In [None]:
# Cell 1: Install (run once)
!pip -q install pymupdf sentence-transformers faiss-cpu transformers accelerate

In [None]:
# Cell 2: Imports and Upload PDF
from google.colab import files
import fitz  # PyMuPDF
import numpy as np
import faiss
import torch
import time
import re
from typing import List

from sentence_transformers import SentenceTransformer
from transformers import AutoTokenizer, AutoModelForCausalLM

uploaded = files.upload()
pdf_file = list(uploaded.keys())[0]
print("Uploaded:", pdf_file)

In [None]:
# Cell 3: Extract Text from PDF (PyMuPDF)
def extract_text_from_pdf(pdf_path: str) -> str:
    doc = fitz.open(pdf_path)
    pages = []
    for i in range(len(doc)):
        pages.append(doc.load_page(i).get_text())
    return "\n".join(pages)

raw_text = extract_text_from_pdf(pdf_file).strip()
print("Extracted characters:", len(raw_text))
print(raw_text[:600])

In [None]:
# Cell 4: Custom Text Splitter (No LangChain)
def _split_by_separator(text: str, sep: str) -> List[str]:
    if sep == "":
        return list(text)
    parts = text.split(sep)
    out = []
    for i, p in enumerate(parts):
        if i < len(parts) - 1:
            out.append(p + sep)
        else:
            out.append(p)
    return out

def recursive_text_splitter(
    text: str,
    chunk_size: int = 900,
    chunk_overlap: int = 150,
    separators: List[str] = None,
    min_chunk_chars: int = 200
) -> List[str]:
    if separators is None:
        separators = ["\n\n", "\n", ". ", " ", ""]

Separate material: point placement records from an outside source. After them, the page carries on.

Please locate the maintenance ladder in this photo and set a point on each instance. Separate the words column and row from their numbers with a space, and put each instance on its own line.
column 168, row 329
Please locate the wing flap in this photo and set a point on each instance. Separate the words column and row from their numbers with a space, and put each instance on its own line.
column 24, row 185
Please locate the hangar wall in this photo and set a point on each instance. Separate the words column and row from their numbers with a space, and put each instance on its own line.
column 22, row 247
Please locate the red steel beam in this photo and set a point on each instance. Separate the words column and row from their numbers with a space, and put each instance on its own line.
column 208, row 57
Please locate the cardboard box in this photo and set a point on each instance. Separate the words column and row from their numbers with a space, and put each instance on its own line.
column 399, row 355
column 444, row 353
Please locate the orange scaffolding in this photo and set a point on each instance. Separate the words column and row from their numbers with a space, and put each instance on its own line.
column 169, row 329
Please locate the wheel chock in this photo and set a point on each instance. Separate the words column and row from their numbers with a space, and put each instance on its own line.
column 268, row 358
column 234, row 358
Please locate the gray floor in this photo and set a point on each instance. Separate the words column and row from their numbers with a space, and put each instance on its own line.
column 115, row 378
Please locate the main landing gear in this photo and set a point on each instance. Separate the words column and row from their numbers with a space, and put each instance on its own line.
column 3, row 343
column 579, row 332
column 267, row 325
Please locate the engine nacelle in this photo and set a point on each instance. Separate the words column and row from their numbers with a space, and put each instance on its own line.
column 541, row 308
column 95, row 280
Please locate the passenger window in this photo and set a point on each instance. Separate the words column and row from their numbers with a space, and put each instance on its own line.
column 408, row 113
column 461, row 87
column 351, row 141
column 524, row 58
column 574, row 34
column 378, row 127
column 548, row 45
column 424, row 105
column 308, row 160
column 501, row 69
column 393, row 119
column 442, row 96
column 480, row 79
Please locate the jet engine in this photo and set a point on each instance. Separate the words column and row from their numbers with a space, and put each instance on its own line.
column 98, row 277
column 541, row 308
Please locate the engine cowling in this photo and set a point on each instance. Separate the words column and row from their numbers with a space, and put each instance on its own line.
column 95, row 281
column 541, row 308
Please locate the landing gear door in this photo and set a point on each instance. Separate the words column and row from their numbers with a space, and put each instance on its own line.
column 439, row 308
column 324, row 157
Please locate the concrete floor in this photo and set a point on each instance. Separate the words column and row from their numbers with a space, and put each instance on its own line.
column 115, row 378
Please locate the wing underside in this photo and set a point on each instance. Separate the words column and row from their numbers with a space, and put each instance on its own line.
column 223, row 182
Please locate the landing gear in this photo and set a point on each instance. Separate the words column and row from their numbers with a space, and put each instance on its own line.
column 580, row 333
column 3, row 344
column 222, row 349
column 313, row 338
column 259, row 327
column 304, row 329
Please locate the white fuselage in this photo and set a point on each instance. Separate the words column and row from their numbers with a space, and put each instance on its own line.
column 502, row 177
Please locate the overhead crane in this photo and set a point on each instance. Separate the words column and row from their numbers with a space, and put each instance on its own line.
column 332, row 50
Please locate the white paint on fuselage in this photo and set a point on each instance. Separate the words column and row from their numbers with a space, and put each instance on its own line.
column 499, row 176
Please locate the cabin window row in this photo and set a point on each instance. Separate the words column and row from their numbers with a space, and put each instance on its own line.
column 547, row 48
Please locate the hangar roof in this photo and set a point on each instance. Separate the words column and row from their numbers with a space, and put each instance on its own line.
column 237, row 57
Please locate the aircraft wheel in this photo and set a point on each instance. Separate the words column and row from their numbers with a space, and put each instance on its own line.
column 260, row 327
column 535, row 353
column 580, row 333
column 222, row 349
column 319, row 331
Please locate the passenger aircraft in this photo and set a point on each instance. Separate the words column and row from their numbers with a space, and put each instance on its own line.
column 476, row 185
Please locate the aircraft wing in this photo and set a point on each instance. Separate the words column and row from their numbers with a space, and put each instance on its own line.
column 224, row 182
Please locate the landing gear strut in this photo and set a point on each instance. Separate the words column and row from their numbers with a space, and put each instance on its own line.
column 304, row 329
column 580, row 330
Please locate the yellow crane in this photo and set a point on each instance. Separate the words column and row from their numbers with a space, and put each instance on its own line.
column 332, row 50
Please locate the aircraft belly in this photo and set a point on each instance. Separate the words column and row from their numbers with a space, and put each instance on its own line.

    text = (text or "").strip()
    if not text:
        return []

    def _recurse(t: str, seps: List[str]) -> List[str]:
        if len(t) <= chunk_size or not seps:
            return [t]

        sep = seps[0]
        parts = _split_by_separator(t, sep)

        if len(parts) == 1:
            return _recurse(t, seps[1:])

        out, buf = [], ""
        for part in parts:
            if len(part) > chunk_size and seps[1:]:
                if buf.strip():
                    out.append(buf)
                    buf = ""
                out.extend(_recurse(part, seps[1:]))
                continue

            if len(buf) + len(part) <= chunk_size:
                buf += part
            else:
                if buf.strip():
                    out.append(buf)
                buf = part

        if buf.strip():
            out.append(buf)

        return out

    pieces = _recurse(text, separators)

    cleaned = []
    for p in pieces:
        p = p.strip()
        if not p:
            continue
        if cleaned and len(p) < min_chunk_chars:
            cleaned[-1] = (cleaned[-1].rstrip() + " " + p).strip()
        else:
            cleaned.append(p)

    chunks = []
    for p in cleaned:
        if not chunks:
            chunks.append(p)
            continue
        overlap_text = chunks[-1][-chunk_overlap:] if chunk_overlap > 0 else ""
        merged = (overlap_text + p).strip()
        if len(merged) > chunk_size:
            merged = merged[-chunk_size:]
        chunks.append(merged)

    return chunks

chunks = recursive_text_splitter(raw_text, chunk_size=900, chunk_overlap=150)
print("Chunks:", len(chunks))
print("Sample chunk:\n", chunks[0][:600])

In [None]:
# Cell 5: Build Embeddings and FAISS Index
embedding_model = SentenceTransformer("all-MiniLM-L6-v2")

t0 = time.time()
emb = embedding_model.encode(chunks, convert_to_numpy=True, show_progress_bar=True)
t1 = time.time()

dim = emb.shape[1]
index = faiss.IndexFlatL2(dim)
index.add(emb)

print("Embeddings shape:", emb.shape)
print("FAISS vectors:", index.ntotal)
print("Embedding time (s):", round(t1 - t0, 2))

In [None]:
model_name = "distilgpt2"

device = torch.device("cuda" if torch.cuda.is_available() else "cpu")
print("Device:", device)

tokenizer = AutoTokenizer.from_pretrained(model_name)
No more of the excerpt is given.